RTs did not differ between trials with and without distractor (247 ms in both conditions), p = .595, but MTs were slightly longer with than without distractor (568 vs. 557 ms), t(14) = 7.1, p < .001. In this and the following experiments, choice errors were rare (1%), suggesting that attentional capture did not affect the landing position of the finger on the screen.

Discussion

We observed that goal-directed reaching movements deviated toward the position of a salient distractor in a visual search task. About 270 ms after movement onset, participants left the default trajectory and moved toward the orientation singleton. At the same time, there was a deviation toward the color singleton. The deviation toward the distractor was corrected after 160 ms when the hand returned to the trajectory without a distractor. Because the target remained the same throughout the experiment, participants were able to search for a particular feature and did not have to rely on singleton detection. In contrast to previous studies using the N2pc as a spatial marker of visual selection, we observed evidence for attentional capture by task-irrelevant but salient visual elements in a feature search.

Experiment 2

While we wish to interpret the spatial deviation as evidence for attentional selection of the irrelevant object, an alternative explanation is possible. Because target and distractor locations were on opposite sides of fixation, simply continuing on the default trajectory would also result in a deviation toward the distractor. Figure 4a, b shows that without measuring the default trajectory toward the center of the screen, it is not possible to attribute the deviation unambiguously to attraction by the irrelevant distractor. It may just as well be a delay in the selection of the target that could be attributed to spatial filtering.

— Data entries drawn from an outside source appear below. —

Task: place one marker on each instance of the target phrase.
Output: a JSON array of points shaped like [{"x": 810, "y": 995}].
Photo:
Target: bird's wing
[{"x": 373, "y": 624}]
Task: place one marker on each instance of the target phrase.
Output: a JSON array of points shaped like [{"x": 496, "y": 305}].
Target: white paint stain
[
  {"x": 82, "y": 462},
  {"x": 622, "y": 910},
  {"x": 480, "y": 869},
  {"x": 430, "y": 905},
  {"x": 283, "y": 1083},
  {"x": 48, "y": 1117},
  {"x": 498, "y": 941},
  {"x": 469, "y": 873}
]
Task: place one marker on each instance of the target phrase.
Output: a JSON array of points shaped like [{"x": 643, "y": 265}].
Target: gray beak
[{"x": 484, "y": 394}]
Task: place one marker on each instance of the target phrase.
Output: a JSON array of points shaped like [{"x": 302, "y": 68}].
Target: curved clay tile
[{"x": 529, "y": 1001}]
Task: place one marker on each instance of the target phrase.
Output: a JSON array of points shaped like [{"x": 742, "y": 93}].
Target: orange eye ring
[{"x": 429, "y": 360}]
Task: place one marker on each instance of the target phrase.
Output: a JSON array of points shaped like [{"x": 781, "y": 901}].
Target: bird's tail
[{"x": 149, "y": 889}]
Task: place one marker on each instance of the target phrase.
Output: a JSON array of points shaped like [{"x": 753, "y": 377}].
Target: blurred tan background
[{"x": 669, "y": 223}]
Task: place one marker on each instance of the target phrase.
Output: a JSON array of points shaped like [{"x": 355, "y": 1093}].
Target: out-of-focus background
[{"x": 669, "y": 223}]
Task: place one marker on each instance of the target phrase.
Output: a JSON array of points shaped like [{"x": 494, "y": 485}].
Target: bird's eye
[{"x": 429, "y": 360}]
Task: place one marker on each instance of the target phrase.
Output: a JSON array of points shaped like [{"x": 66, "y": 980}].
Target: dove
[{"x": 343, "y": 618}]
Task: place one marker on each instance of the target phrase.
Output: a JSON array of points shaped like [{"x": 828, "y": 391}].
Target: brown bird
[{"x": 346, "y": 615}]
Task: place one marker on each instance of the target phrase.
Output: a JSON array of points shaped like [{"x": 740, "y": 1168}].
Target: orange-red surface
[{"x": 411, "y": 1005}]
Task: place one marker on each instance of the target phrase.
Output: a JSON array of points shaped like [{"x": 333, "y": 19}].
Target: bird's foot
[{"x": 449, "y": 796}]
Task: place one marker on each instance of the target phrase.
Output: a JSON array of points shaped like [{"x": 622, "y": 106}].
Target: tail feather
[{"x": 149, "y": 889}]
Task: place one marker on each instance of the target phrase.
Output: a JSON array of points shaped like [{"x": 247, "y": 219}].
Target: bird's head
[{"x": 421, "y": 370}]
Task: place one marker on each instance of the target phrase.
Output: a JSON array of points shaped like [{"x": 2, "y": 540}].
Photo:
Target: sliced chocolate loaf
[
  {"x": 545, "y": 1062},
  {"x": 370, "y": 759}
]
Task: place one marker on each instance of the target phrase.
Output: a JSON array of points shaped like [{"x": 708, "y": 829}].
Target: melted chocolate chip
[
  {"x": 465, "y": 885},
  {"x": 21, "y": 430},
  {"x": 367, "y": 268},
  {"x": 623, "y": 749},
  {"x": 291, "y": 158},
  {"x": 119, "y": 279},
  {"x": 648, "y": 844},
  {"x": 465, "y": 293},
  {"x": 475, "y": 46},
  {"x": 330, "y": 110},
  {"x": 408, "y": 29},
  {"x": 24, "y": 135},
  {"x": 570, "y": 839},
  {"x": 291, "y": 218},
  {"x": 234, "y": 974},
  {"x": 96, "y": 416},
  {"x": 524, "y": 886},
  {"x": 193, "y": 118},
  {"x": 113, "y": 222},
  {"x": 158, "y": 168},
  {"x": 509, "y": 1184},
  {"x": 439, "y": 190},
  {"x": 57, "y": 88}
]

To decide between attraction and delay, we changed the spatial layout of target and distractor positions. Now the targets were presented on the cardinal axes and the distractors in the corners of a virtual square (cf. Fig. 1c). Because moving to the target required staying on the default trajectory, only attraction toward the distractor would result in deviations. For instance, let us consider the position above fixation as P1 and the position in the upper left as P2 (cf. Fig. 4c). To move to P1, participants continue on the default horizontal trajectory to the center of the screen. If a distractor at P2 attracted the reach, this would result in a horizontal deviation that would fall between target-only reaches toward P1 and P2. If selection of the target at P1 was delayed because of a distractor at P2, the trajectories would remain horizontally aligned with a reach to P1.